South no longer an AIADMK bastion

DMK front’s good showing in nine out of 10 seats comes as a morale-booster

May 24, 2019 01:10 am | Updated 01:10 am IST

The huge victory for the DMK and its allies in south Tamil Nadu appears to have put an end to the perception that the region is traditionally the AIADMK’s fort.

For the DMK, winning nine out of 10 Lok Sabha seats in the region has come as a morale-booster at the right time. The DMK and its allies, the Congress, the CPI (M) and the Indian Union Muslim League, have won in Kanniyakumari, Thoothukudi, Tirunelveli, Tenkasi, Virudhunagar, Ramanathapuram, Sivaganga, Madurai and Dindigul with comfortable margins. In Theni, where the AIADMK candidate is ahead, the lead did not cross the 35,000-mark even after 10 rounds.

Although the DMK has more than one reason to celebrate in the southern districts, the AIADMK too had its own reason, winning the lone Theni seat in the State.

This was the reason for cadre celebrating joyously, as the rival Amma Makkal Munnetra Kazhagam drew a blank.
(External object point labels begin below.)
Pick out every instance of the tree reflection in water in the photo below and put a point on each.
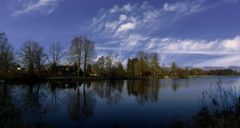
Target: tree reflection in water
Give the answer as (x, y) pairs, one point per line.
(10, 115)
(31, 102)
(80, 102)
(144, 90)
(110, 91)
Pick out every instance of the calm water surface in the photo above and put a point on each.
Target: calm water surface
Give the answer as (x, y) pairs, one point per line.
(118, 103)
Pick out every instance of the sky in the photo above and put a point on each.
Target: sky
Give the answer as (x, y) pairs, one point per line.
(189, 32)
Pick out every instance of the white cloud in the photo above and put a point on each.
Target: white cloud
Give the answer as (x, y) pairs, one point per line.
(29, 6)
(184, 7)
(126, 27)
(132, 27)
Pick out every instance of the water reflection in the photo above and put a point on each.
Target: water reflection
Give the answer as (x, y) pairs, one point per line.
(80, 102)
(144, 91)
(110, 91)
(100, 103)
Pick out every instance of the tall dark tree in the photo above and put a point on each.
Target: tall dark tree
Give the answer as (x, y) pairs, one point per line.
(6, 54)
(89, 53)
(32, 56)
(76, 51)
(55, 54)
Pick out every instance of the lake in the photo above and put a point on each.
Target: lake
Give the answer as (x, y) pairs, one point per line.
(116, 103)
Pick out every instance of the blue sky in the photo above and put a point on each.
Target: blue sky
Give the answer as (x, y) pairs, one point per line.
(189, 32)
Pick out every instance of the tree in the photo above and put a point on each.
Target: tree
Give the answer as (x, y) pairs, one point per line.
(55, 54)
(76, 50)
(88, 52)
(174, 69)
(82, 51)
(154, 66)
(32, 56)
(6, 54)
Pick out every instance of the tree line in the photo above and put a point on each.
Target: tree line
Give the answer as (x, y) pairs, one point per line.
(32, 59)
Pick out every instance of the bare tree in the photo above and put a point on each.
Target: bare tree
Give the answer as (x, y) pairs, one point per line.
(89, 53)
(32, 56)
(82, 51)
(55, 53)
(6, 54)
(76, 50)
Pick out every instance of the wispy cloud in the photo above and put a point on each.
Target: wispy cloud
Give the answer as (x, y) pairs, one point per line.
(133, 27)
(29, 6)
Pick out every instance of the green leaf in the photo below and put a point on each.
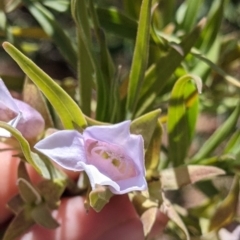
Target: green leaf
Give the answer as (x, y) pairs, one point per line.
(32, 95)
(67, 109)
(226, 212)
(175, 178)
(19, 225)
(217, 69)
(148, 218)
(168, 209)
(140, 56)
(60, 5)
(50, 25)
(11, 5)
(233, 144)
(152, 156)
(182, 118)
(28, 192)
(42, 216)
(79, 13)
(145, 126)
(157, 74)
(112, 20)
(86, 65)
(190, 13)
(218, 136)
(51, 191)
(211, 30)
(99, 197)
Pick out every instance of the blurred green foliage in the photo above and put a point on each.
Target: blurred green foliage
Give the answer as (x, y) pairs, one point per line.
(129, 59)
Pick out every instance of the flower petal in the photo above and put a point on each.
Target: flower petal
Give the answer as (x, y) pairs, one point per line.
(96, 177)
(137, 183)
(65, 148)
(116, 134)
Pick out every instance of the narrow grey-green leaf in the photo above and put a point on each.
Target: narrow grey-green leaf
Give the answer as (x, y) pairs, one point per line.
(152, 156)
(140, 56)
(115, 22)
(85, 64)
(67, 109)
(218, 136)
(157, 74)
(191, 14)
(179, 125)
(33, 96)
(145, 126)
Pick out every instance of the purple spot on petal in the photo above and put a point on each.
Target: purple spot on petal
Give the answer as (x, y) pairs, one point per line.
(110, 159)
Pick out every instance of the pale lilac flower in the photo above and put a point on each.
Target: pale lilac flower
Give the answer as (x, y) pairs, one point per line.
(224, 234)
(109, 154)
(19, 115)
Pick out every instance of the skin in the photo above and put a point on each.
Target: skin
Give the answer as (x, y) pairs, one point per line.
(118, 219)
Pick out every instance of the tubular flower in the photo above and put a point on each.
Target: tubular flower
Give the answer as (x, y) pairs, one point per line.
(110, 155)
(19, 115)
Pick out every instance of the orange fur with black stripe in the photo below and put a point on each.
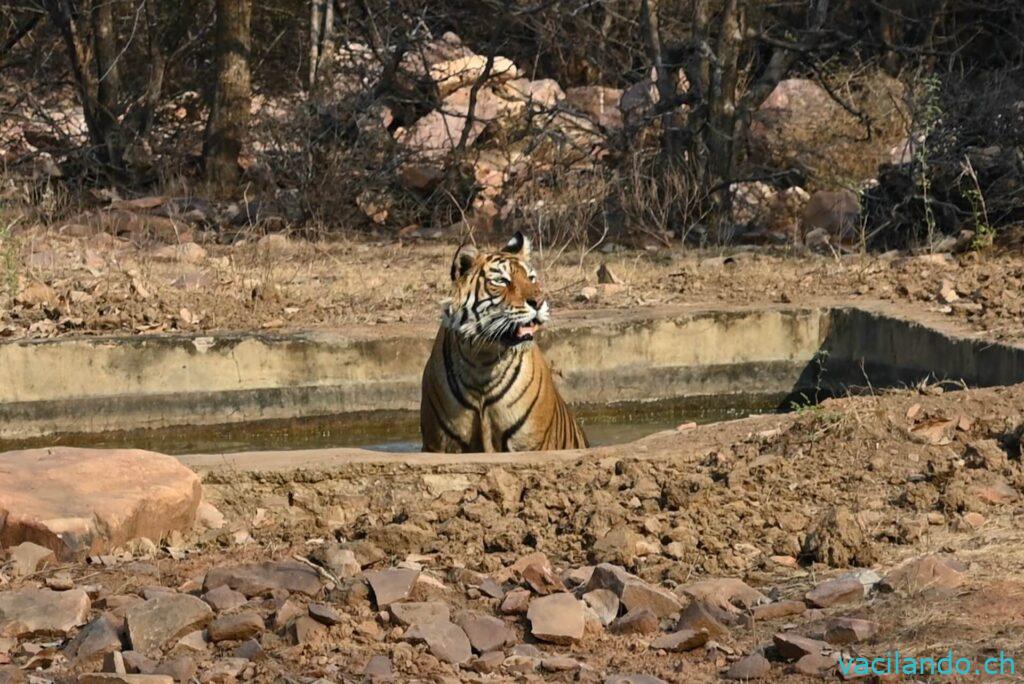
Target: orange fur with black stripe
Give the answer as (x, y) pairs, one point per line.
(486, 386)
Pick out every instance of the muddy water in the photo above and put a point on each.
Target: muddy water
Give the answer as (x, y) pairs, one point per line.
(399, 431)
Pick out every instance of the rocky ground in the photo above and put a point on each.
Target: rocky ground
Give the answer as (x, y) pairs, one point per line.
(117, 271)
(763, 548)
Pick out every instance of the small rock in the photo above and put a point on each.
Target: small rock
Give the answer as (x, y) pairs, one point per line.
(754, 666)
(224, 598)
(286, 612)
(154, 624)
(194, 642)
(181, 669)
(697, 617)
(225, 670)
(42, 611)
(113, 678)
(94, 641)
(515, 602)
(683, 640)
(605, 276)
(485, 633)
(420, 612)
(543, 580)
(520, 665)
(379, 668)
(391, 585)
(836, 592)
(305, 630)
(634, 679)
(249, 649)
(727, 594)
(842, 631)
(558, 618)
(263, 579)
(486, 664)
(777, 609)
(28, 558)
(236, 628)
(815, 665)
(187, 252)
(926, 573)
(794, 646)
(638, 621)
(620, 546)
(209, 517)
(604, 603)
(632, 591)
(322, 612)
(114, 663)
(559, 664)
(971, 521)
(340, 561)
(526, 650)
(445, 641)
(135, 663)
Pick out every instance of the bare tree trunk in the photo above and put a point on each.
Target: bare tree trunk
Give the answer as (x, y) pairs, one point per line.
(61, 13)
(157, 67)
(665, 80)
(315, 7)
(321, 38)
(722, 97)
(228, 122)
(104, 45)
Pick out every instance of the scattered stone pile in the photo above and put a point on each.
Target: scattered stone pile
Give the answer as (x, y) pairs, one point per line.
(346, 617)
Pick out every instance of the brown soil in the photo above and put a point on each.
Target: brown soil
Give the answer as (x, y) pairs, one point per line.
(98, 284)
(855, 482)
(781, 502)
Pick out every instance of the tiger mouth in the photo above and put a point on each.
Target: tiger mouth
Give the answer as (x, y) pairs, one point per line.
(521, 334)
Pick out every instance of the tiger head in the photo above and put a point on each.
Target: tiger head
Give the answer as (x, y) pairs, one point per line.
(496, 298)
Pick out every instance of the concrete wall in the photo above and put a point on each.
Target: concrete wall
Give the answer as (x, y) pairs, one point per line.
(97, 384)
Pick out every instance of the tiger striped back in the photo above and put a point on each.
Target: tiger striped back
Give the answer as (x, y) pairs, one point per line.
(486, 387)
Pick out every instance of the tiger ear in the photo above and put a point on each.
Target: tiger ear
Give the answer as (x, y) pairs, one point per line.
(463, 261)
(519, 245)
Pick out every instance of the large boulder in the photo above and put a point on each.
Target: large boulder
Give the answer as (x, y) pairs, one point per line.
(801, 125)
(86, 501)
(452, 75)
(600, 103)
(430, 141)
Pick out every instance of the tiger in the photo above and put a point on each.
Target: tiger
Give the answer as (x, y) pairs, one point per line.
(486, 387)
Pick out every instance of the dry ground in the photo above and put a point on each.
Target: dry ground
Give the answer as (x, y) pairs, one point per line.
(781, 502)
(75, 280)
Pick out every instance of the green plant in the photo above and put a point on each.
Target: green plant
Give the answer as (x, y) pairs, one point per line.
(9, 251)
(984, 233)
(929, 116)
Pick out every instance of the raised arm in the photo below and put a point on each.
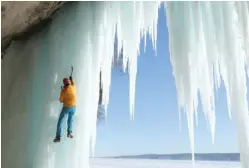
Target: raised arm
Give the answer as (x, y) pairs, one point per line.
(61, 96)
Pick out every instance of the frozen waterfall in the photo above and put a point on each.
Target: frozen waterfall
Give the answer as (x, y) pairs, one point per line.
(208, 43)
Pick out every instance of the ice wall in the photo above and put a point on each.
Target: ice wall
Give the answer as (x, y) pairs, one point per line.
(82, 35)
(209, 43)
(205, 39)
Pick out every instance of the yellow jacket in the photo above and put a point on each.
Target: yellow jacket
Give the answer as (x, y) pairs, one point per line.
(68, 95)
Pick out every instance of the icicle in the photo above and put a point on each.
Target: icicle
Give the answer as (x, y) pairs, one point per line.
(219, 32)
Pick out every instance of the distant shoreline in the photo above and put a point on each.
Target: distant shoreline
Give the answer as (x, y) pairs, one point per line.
(234, 157)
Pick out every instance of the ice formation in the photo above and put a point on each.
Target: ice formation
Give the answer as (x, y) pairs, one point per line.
(205, 38)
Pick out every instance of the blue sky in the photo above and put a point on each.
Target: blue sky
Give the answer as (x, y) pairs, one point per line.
(156, 125)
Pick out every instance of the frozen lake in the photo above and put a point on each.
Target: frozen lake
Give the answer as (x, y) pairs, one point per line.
(150, 163)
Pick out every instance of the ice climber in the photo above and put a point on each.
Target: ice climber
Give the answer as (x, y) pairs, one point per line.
(68, 98)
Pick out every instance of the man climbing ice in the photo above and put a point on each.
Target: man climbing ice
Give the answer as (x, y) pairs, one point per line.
(68, 98)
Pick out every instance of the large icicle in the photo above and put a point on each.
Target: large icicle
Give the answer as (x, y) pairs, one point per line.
(209, 41)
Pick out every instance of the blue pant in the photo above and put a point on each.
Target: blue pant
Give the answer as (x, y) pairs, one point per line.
(65, 111)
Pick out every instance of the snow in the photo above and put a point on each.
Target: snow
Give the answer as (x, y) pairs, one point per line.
(205, 39)
(150, 163)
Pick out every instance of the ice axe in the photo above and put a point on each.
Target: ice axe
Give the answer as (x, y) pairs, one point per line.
(71, 70)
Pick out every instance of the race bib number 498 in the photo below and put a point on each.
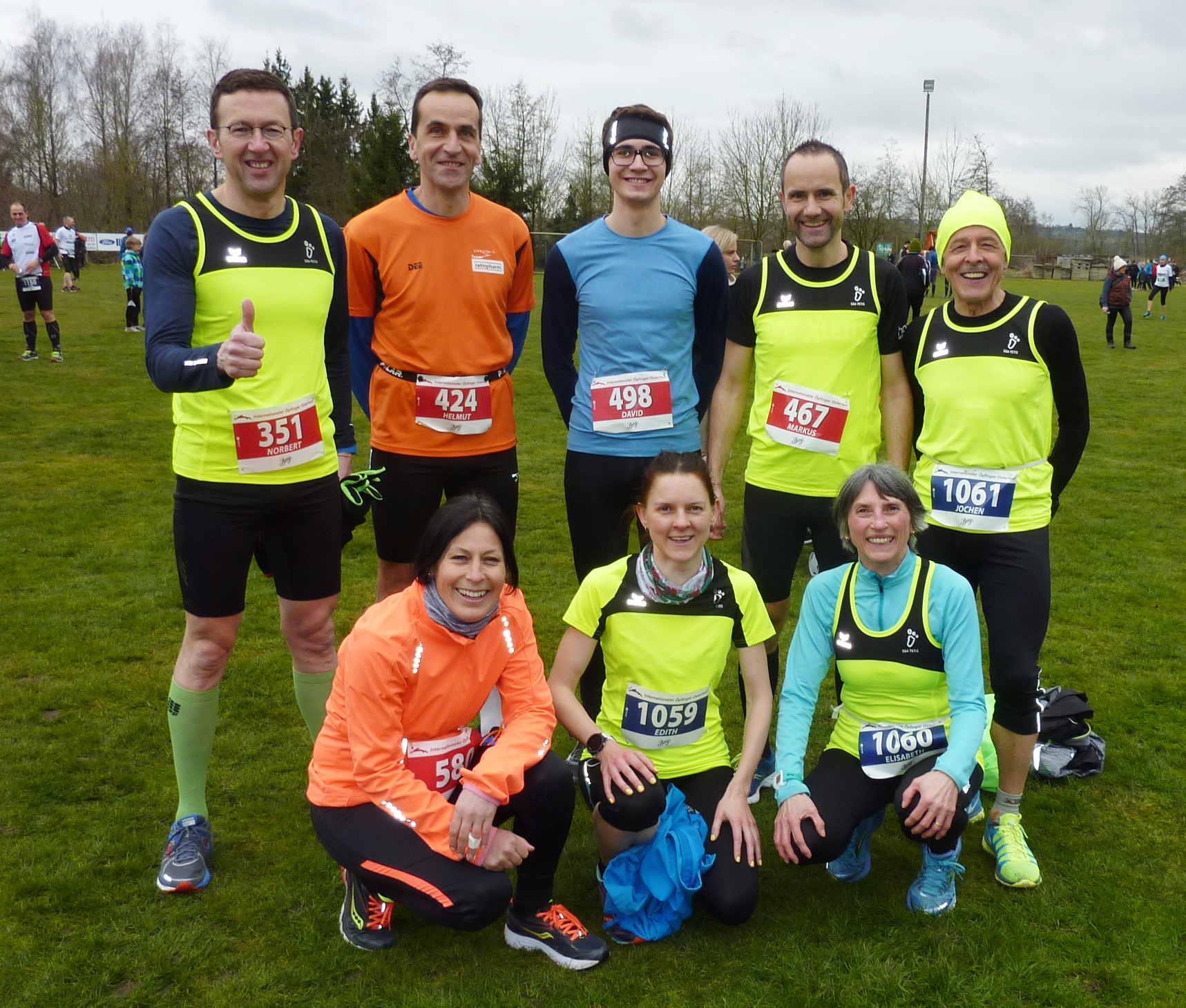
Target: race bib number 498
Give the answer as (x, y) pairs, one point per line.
(653, 720)
(807, 419)
(278, 437)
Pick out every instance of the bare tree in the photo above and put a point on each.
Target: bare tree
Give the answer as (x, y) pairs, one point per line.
(1096, 207)
(39, 87)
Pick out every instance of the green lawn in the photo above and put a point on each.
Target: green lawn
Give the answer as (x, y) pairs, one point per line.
(93, 618)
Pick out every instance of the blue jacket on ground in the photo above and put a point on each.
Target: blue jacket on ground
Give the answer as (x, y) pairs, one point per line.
(649, 888)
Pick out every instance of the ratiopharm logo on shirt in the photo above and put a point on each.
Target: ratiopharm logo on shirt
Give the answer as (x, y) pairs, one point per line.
(483, 261)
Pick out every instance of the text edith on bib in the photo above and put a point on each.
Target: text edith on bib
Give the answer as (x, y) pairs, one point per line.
(637, 401)
(807, 419)
(453, 406)
(276, 437)
(980, 500)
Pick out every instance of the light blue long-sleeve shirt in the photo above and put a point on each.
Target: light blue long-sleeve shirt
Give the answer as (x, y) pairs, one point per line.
(880, 602)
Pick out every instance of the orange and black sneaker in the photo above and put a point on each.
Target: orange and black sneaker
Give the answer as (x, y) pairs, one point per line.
(365, 915)
(557, 933)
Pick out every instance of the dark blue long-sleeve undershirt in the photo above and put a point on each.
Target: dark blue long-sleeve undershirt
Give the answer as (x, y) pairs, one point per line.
(175, 364)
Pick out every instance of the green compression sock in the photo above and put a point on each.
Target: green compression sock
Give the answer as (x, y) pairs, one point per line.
(193, 718)
(312, 692)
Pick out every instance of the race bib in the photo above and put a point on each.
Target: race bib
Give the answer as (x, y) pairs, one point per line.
(653, 720)
(278, 437)
(625, 403)
(438, 763)
(891, 750)
(973, 498)
(453, 406)
(807, 419)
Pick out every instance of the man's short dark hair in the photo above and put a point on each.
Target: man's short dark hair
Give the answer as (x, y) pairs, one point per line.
(446, 84)
(251, 81)
(813, 147)
(633, 112)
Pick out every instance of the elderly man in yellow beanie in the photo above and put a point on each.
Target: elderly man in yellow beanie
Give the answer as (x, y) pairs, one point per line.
(988, 372)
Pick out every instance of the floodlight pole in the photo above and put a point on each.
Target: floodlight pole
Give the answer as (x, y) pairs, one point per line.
(928, 87)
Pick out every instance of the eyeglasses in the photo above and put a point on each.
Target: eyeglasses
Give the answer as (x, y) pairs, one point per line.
(624, 157)
(241, 131)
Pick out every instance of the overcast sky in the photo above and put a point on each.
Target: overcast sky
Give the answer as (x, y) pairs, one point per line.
(1069, 94)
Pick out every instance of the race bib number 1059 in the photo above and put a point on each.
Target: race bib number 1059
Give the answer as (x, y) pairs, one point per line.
(653, 720)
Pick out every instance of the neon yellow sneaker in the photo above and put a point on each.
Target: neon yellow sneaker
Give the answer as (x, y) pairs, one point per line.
(1015, 864)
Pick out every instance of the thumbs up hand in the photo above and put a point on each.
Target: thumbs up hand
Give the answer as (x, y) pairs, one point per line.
(242, 352)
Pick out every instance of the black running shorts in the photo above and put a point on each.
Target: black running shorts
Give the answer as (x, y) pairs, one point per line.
(218, 528)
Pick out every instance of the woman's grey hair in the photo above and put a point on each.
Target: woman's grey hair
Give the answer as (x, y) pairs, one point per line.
(890, 482)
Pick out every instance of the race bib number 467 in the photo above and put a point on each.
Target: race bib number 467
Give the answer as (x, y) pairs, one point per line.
(278, 437)
(807, 419)
(653, 720)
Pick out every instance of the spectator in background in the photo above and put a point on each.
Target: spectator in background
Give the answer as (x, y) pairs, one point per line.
(727, 243)
(133, 281)
(912, 268)
(1115, 301)
(66, 238)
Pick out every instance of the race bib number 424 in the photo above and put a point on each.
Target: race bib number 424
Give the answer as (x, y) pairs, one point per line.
(653, 720)
(979, 500)
(278, 437)
(453, 406)
(807, 419)
(625, 403)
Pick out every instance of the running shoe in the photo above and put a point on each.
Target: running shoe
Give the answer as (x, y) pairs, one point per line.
(857, 862)
(559, 935)
(1015, 864)
(365, 918)
(934, 890)
(184, 870)
(620, 935)
(975, 809)
(763, 777)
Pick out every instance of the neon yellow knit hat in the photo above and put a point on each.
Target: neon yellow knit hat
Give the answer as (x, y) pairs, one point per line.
(970, 209)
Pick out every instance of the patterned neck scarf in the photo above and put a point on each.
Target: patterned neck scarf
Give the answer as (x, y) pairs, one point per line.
(443, 614)
(660, 589)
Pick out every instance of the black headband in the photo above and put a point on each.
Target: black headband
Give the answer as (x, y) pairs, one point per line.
(633, 129)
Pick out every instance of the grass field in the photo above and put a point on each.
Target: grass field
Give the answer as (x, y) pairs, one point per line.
(93, 618)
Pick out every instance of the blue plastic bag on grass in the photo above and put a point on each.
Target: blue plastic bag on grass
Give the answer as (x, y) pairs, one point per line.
(649, 888)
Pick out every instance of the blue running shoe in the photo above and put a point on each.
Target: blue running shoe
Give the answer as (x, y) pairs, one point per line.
(763, 777)
(934, 890)
(975, 809)
(855, 862)
(184, 868)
Against very high pre- poll expectations, the AMMK’s best performance in the region was a poor third for its propaganda secretary Thanga Tamilselvan in Theni.

Admitting that the AIADMK had expected at least four seats out of 10 from southern districts, a Minister said it was definitely a matter of comfort that the door had been shown to the AMMK, and that they had retained the lead in five of the nine Assembly seats that went in for bypolls.

DMK’s former Minister I. Periasamy from Dindigul said the AIADMK’s victory in Theni was “mysterious.” With the help of a large posse of police and some key officials, the AIADMK had “managed” the win, he alleged.

Senior journalist and writer B. Thirumalai said that the election results had shown that the southern districts were no more a favourite of the AIADMK. The region had once returned party founder MGR and Jayalalithaa to the Assembly as Chief Minister.

A professor from Gandhigram Rural Institute said that the anti-BJP wave had benefited the DMK-Congress combine. Moreover, issues such as the Thoothukudi firing and the Centre’s approach in helping cyclone victims had put an end to the claims of the AIADMK that south was its fort.

The party might have performed well in Nagercoil, Ramanathapuram, Thoothukudi and Tenkasi had it not aligned with BJP, he argued.

For now, it is celebration time for the DMK and its allies in southern districts.